Background
Concurrency tests for refining a collection shard key should be added to verify a refine atomically takes effect and does not interfere with concurrent zone operations.
In particular, workloads should be added that:
- Repeatedly refines a shard key with concurrent zone operations (updateZoneKeyRange, addShardToZone, removeShardFromZone) in addition to concurrent CRUD ops.
- Note updateZoneRange is the most important to test, so testing with the other two zone commands can be split out and re-prioritized if necessary.
In addition to the default concurrency suites, these workloads should run in suites with the balancer enabled and failovers. It should be verified that the balancer will actually attempt to move chunks, possibly enforced by inserting enough data to imbalance the cluster, beginning with lopsided zones, and/or adding fsm stages that explicitly wait for a balancer round.
Proposed Solution
High-Level Explanation
This workload will be built upon the underlying idea of refining a list of collections controlled by a latch.
Each thread will have two zones and two zone ranges. The thread will bounce the zones in between two shards, and will bounce the ranges in between the two zones. This means that any given time, a zone will belong to only one shard and will have a specified range. While this is happening, CRUD operations borrowed from the broadcast update/delete transaction states will be operating in documents belonging to the ranges owned by the thread. Every so often, the collection shard key will be refined, and then we will move to the next collection.
Steps for setting up the workload
- Create a number of zones equal to twice the amount of threads, so that each thread may have two zones.
- Create a number of ranges equal to twice the amount of threads, so that each thread may take ownership of two ranges.
- Assign to each thread two zones and two ranges for those zones.
- Shard the collection with the initial zones, which will create the chunks automatically.
- Assign each zone to only one shard. If the balancer is on, wait for the chunks to be distributed.
- Fill owned ranges with documents to be used for CRUD ops.
Steps for thread initialization for the workload.

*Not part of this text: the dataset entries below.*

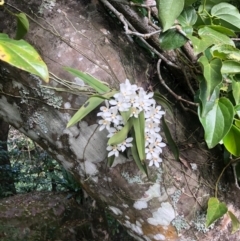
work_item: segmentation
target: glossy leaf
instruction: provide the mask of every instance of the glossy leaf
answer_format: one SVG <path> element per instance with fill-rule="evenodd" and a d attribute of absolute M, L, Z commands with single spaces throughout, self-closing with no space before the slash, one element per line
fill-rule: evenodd
<path fill-rule="evenodd" d="M 95 77 L 93 77 L 92 75 L 90 75 L 88 73 L 84 73 L 82 71 L 79 71 L 77 69 L 73 69 L 73 68 L 70 68 L 70 67 L 65 67 L 64 69 L 66 69 L 69 73 L 71 73 L 71 74 L 77 76 L 78 78 L 82 79 L 84 81 L 84 83 L 91 86 L 99 94 L 110 92 L 110 90 L 111 90 L 102 81 L 96 79 Z"/>
<path fill-rule="evenodd" d="M 208 26 L 200 28 L 198 34 L 201 38 L 206 37 L 212 39 L 213 44 L 229 44 L 235 46 L 234 42 L 228 36 L 209 28 Z"/>
<path fill-rule="evenodd" d="M 177 147 L 176 142 L 172 138 L 171 132 L 167 126 L 164 116 L 162 117 L 162 128 L 163 128 L 165 137 L 167 139 L 167 143 L 170 147 L 170 150 L 172 151 L 176 161 L 178 161 L 179 160 L 179 149 Z"/>
<path fill-rule="evenodd" d="M 144 112 L 141 111 L 138 118 L 133 118 L 133 129 L 136 137 L 136 146 L 141 161 L 145 161 L 145 118 Z"/>
<path fill-rule="evenodd" d="M 92 110 L 98 107 L 104 99 L 99 97 L 90 97 L 82 107 L 74 114 L 67 124 L 67 127 L 75 125 L 77 122 L 82 120 L 86 115 L 88 115 Z"/>
<path fill-rule="evenodd" d="M 0 60 L 35 74 L 45 82 L 49 81 L 46 64 L 37 51 L 24 40 L 10 39 L 8 35 L 0 33 Z"/>
<path fill-rule="evenodd" d="M 232 221 L 232 234 L 233 234 L 240 229 L 240 222 L 238 218 L 231 211 L 228 211 L 228 215 Z"/>
<path fill-rule="evenodd" d="M 234 156 L 240 156 L 240 129 L 232 125 L 227 135 L 223 138 L 226 149 Z"/>
<path fill-rule="evenodd" d="M 220 25 L 208 25 L 208 27 L 217 31 L 217 32 L 225 34 L 227 36 L 236 37 L 235 32 L 233 30 L 229 29 L 229 28 L 225 28 L 225 27 L 220 26 Z"/>
<path fill-rule="evenodd" d="M 180 34 L 176 29 L 169 29 L 160 34 L 160 48 L 163 50 L 171 50 L 180 48 L 187 42 L 187 38 Z"/>
<path fill-rule="evenodd" d="M 115 155 L 109 156 L 109 157 L 107 158 L 107 164 L 108 164 L 109 167 L 112 166 L 114 160 L 115 160 Z"/>
<path fill-rule="evenodd" d="M 240 50 L 231 45 L 215 45 L 211 48 L 213 57 L 240 62 Z"/>
<path fill-rule="evenodd" d="M 216 220 L 221 218 L 228 211 L 225 203 L 219 202 L 215 197 L 208 200 L 207 221 L 206 226 L 209 227 Z"/>
<path fill-rule="evenodd" d="M 240 104 L 240 82 L 232 80 L 232 92 L 235 100 L 235 104 Z"/>
<path fill-rule="evenodd" d="M 205 95 L 207 99 L 209 99 L 214 89 L 222 82 L 222 61 L 220 59 L 213 59 L 211 62 L 208 62 L 207 57 L 202 56 L 198 62 L 201 64 L 203 69 L 203 75 L 206 80 Z"/>
<path fill-rule="evenodd" d="M 207 81 L 203 78 L 199 85 L 201 100 L 201 117 L 205 117 L 206 114 L 213 108 L 215 101 L 219 98 L 220 85 L 215 87 L 212 94 L 207 89 Z"/>
<path fill-rule="evenodd" d="M 19 13 L 15 15 L 17 17 L 17 32 L 15 39 L 22 39 L 29 31 L 29 22 L 26 14 Z"/>
<path fill-rule="evenodd" d="M 236 62 L 233 60 L 225 60 L 223 61 L 222 74 L 237 74 L 240 73 L 240 62 Z"/>
<path fill-rule="evenodd" d="M 108 145 L 114 146 L 122 143 L 127 138 L 128 132 L 131 130 L 132 125 L 133 125 L 133 120 L 131 118 L 128 120 L 128 122 L 124 125 L 124 127 L 120 131 L 118 131 L 111 138 L 109 138 Z"/>
<path fill-rule="evenodd" d="M 178 17 L 178 21 L 182 27 L 192 27 L 197 21 L 196 10 L 193 7 L 185 8 Z"/>
<path fill-rule="evenodd" d="M 227 98 L 220 98 L 205 117 L 201 117 L 200 111 L 199 107 L 199 119 L 205 131 L 205 141 L 208 148 L 213 148 L 223 139 L 232 126 L 233 105 Z"/>
<path fill-rule="evenodd" d="M 174 24 L 184 7 L 184 0 L 156 0 L 158 18 L 162 25 L 163 32 Z"/>
<path fill-rule="evenodd" d="M 219 3 L 212 8 L 211 14 L 240 29 L 240 14 L 235 6 L 229 3 Z"/>

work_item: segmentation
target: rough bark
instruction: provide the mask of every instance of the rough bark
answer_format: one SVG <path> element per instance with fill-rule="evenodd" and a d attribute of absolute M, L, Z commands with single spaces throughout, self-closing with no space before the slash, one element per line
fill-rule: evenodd
<path fill-rule="evenodd" d="M 9 1 L 22 11 L 31 7 L 35 13 L 40 2 Z M 213 195 L 218 176 L 214 162 L 219 160 L 206 150 L 195 116 L 175 107 L 174 119 L 167 117 L 180 146 L 182 163 L 165 148 L 161 168 L 149 168 L 149 178 L 124 156 L 117 158 L 113 167 L 106 166 L 107 138 L 104 131 L 98 131 L 96 112 L 66 128 L 87 94 L 76 92 L 73 85 L 62 91 L 63 79 L 79 81 L 62 66 L 89 72 L 112 87 L 126 78 L 143 85 L 148 77 L 150 62 L 146 55 L 128 42 L 116 25 L 107 23 L 103 18 L 106 12 L 102 8 L 97 11 L 97 5 L 96 1 L 59 0 L 52 10 L 44 9 L 44 18 L 34 17 L 37 23 L 31 22 L 28 40 L 61 83 L 52 78 L 46 85 L 2 63 L 0 116 L 51 153 L 136 240 L 237 240 L 238 235 L 229 232 L 227 218 L 213 229 L 205 229 L 201 211 Z M 6 19 L 1 27 L 10 31 L 14 24 Z M 176 56 L 171 56 L 173 61 Z M 180 69 L 181 65 L 177 73 Z M 190 163 L 197 164 L 198 169 L 193 170 Z M 221 195 L 238 216 L 239 203 L 232 202 L 237 195 L 234 187 Z"/>
<path fill-rule="evenodd" d="M 0 197 L 16 193 L 11 163 L 8 156 L 7 139 L 9 124 L 0 118 Z"/>
<path fill-rule="evenodd" d="M 96 240 L 89 230 L 92 222 L 89 214 L 95 212 L 94 208 L 68 196 L 68 193 L 35 192 L 1 199 L 0 240 Z M 100 217 L 95 219 L 98 224 Z M 92 230 L 97 233 L 95 228 Z M 106 240 L 106 234 L 100 235 L 100 240 Z"/>

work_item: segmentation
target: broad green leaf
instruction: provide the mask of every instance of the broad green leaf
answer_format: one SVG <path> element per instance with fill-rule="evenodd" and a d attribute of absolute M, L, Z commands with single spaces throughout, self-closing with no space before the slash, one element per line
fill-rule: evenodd
<path fill-rule="evenodd" d="M 158 18 L 163 28 L 163 32 L 174 24 L 184 7 L 184 0 L 156 0 L 158 8 Z"/>
<path fill-rule="evenodd" d="M 216 99 L 219 98 L 220 85 L 216 86 L 212 94 L 210 94 L 207 89 L 207 81 L 203 78 L 200 82 L 199 88 L 199 99 L 201 100 L 201 117 L 205 117 L 206 114 L 213 108 Z"/>
<path fill-rule="evenodd" d="M 171 116 L 173 119 L 173 109 L 171 103 L 159 92 L 154 92 L 153 99 L 157 102 L 158 105 L 162 106 L 164 110 Z"/>
<path fill-rule="evenodd" d="M 104 84 L 102 81 L 94 78 L 88 73 L 84 73 L 82 71 L 79 71 L 77 69 L 73 69 L 70 67 L 64 67 L 65 70 L 67 70 L 69 73 L 77 76 L 78 78 L 82 79 L 86 84 L 91 86 L 93 89 L 95 89 L 99 94 L 103 94 L 106 92 L 110 92 L 110 88 Z"/>
<path fill-rule="evenodd" d="M 209 99 L 214 89 L 222 82 L 221 67 L 222 61 L 220 59 L 213 59 L 208 62 L 206 56 L 202 56 L 198 62 L 203 69 L 203 75 L 206 80 L 206 98 Z"/>
<path fill-rule="evenodd" d="M 225 28 L 225 27 L 220 26 L 220 25 L 208 25 L 208 27 L 217 31 L 217 32 L 225 34 L 227 36 L 236 37 L 235 32 L 233 30 L 229 29 L 229 28 Z"/>
<path fill-rule="evenodd" d="M 109 157 L 107 158 L 107 164 L 108 164 L 109 167 L 112 166 L 112 164 L 113 164 L 113 162 L 114 162 L 114 159 L 115 159 L 115 155 L 109 156 Z"/>
<path fill-rule="evenodd" d="M 184 7 L 190 6 L 195 3 L 197 0 L 185 0 Z"/>
<path fill-rule="evenodd" d="M 235 119 L 235 120 L 234 120 L 234 124 L 236 125 L 237 128 L 240 129 L 240 120 Z"/>
<path fill-rule="evenodd" d="M 171 132 L 169 131 L 169 128 L 167 126 L 167 123 L 165 121 L 164 116 L 162 117 L 162 128 L 163 128 L 165 137 L 167 139 L 167 143 L 168 143 L 168 145 L 169 145 L 169 147 L 170 147 L 170 149 L 171 149 L 171 151 L 172 151 L 176 161 L 178 161 L 178 159 L 179 159 L 179 150 L 178 150 L 176 142 L 172 138 Z"/>
<path fill-rule="evenodd" d="M 211 48 L 213 57 L 240 62 L 240 50 L 231 45 L 215 45 Z"/>
<path fill-rule="evenodd" d="M 86 115 L 88 115 L 92 110 L 98 107 L 104 99 L 99 97 L 90 97 L 82 107 L 74 114 L 74 116 L 70 119 L 67 124 L 67 127 L 73 126 L 80 120 L 82 120 Z"/>
<path fill-rule="evenodd" d="M 206 36 L 203 36 L 201 39 L 187 35 L 187 37 L 191 40 L 192 45 L 193 45 L 193 51 L 195 55 L 198 55 L 202 52 L 204 52 L 208 47 L 213 45 L 213 41 L 211 38 L 208 38 Z"/>
<path fill-rule="evenodd" d="M 224 138 L 232 126 L 233 105 L 227 98 L 220 98 L 216 100 L 213 108 L 205 117 L 201 117 L 200 111 L 199 107 L 198 116 L 205 131 L 205 141 L 208 148 L 213 148 Z"/>
<path fill-rule="evenodd" d="M 15 16 L 17 17 L 17 32 L 15 39 L 18 40 L 22 39 L 29 31 L 29 22 L 24 13 L 15 14 Z"/>
<path fill-rule="evenodd" d="M 7 34 L 0 33 L 0 60 L 35 74 L 45 82 L 49 81 L 46 64 L 37 51 L 24 40 L 10 39 Z"/>
<path fill-rule="evenodd" d="M 240 156 L 240 129 L 232 125 L 227 135 L 223 138 L 226 149 L 234 156 Z"/>
<path fill-rule="evenodd" d="M 133 118 L 133 129 L 136 137 L 138 155 L 141 161 L 145 161 L 145 118 L 144 112 L 141 111 L 138 118 Z"/>
<path fill-rule="evenodd" d="M 235 6 L 229 3 L 219 3 L 212 8 L 211 14 L 240 29 L 240 14 Z"/>
<path fill-rule="evenodd" d="M 228 36 L 216 30 L 213 30 L 208 26 L 200 28 L 198 30 L 198 34 L 201 38 L 205 37 L 205 38 L 212 39 L 213 44 L 229 44 L 229 45 L 235 46 L 234 42 Z"/>
<path fill-rule="evenodd" d="M 187 38 L 180 34 L 176 29 L 169 29 L 160 34 L 159 42 L 161 49 L 171 50 L 183 46 L 187 42 Z"/>
<path fill-rule="evenodd" d="M 205 26 L 199 29 L 198 31 L 199 37 L 187 35 L 187 37 L 191 40 L 193 45 L 193 50 L 195 54 L 199 54 L 204 52 L 208 47 L 212 45 L 231 45 L 235 46 L 234 42 L 225 34 L 222 34 L 209 26 Z"/>
<path fill-rule="evenodd" d="M 185 8 L 178 17 L 178 21 L 182 27 L 192 27 L 197 21 L 196 10 L 193 7 Z"/>
<path fill-rule="evenodd" d="M 240 105 L 234 106 L 234 111 L 235 111 L 236 114 L 238 115 L 238 118 L 240 118 Z"/>
<path fill-rule="evenodd" d="M 108 145 L 114 146 L 117 144 L 122 143 L 128 135 L 128 132 L 131 130 L 132 125 L 133 125 L 133 118 L 130 118 L 128 122 L 124 125 L 124 127 L 115 133 L 109 140 L 108 140 Z"/>
<path fill-rule="evenodd" d="M 239 230 L 240 222 L 239 222 L 238 218 L 231 211 L 228 211 L 228 215 L 232 221 L 232 234 L 233 234 Z"/>
<path fill-rule="evenodd" d="M 134 132 L 132 132 L 132 137 L 133 137 L 133 141 L 132 141 L 131 152 L 132 152 L 133 159 L 134 159 L 135 163 L 137 164 L 138 168 L 148 176 L 146 163 L 142 162 L 139 158 L 137 144 L 136 144 L 136 137 L 135 137 Z"/>
<path fill-rule="evenodd" d="M 237 74 L 240 73 L 240 62 L 233 60 L 225 60 L 222 63 L 222 74 Z"/>
<path fill-rule="evenodd" d="M 207 221 L 206 226 L 209 227 L 216 220 L 221 218 L 228 211 L 225 203 L 219 202 L 215 197 L 208 200 Z"/>
<path fill-rule="evenodd" d="M 240 82 L 232 80 L 232 91 L 233 91 L 233 97 L 235 100 L 235 104 L 240 104 Z"/>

- Cache into memory each thread's assigned zones, assigned ranges, and assigned documents.
States
- sendZoneToOtherShard() – Picks a random zone assigned to this thread, removes it from the current shard, and assigns it to the other shard. Verifies that the first shard no longer has the zone, and that the second shard has the zone. If the balancer is on, waits for the chunks to be moved.
- swapZoneRange() – Removes the ranges from each of the zones assigned to this thread, and swaps them, such that each range is now assigned to the opposite zone. If the ranges are owned by different shards and the balancer is on, waits for the chunks to be moved.
- refineCollectionShardKey() – Refines the collection's shard key and decreases the latch count for collections to refine.
- update/delete in transaction states – States borrowed from the broadcast update/delete transaction states.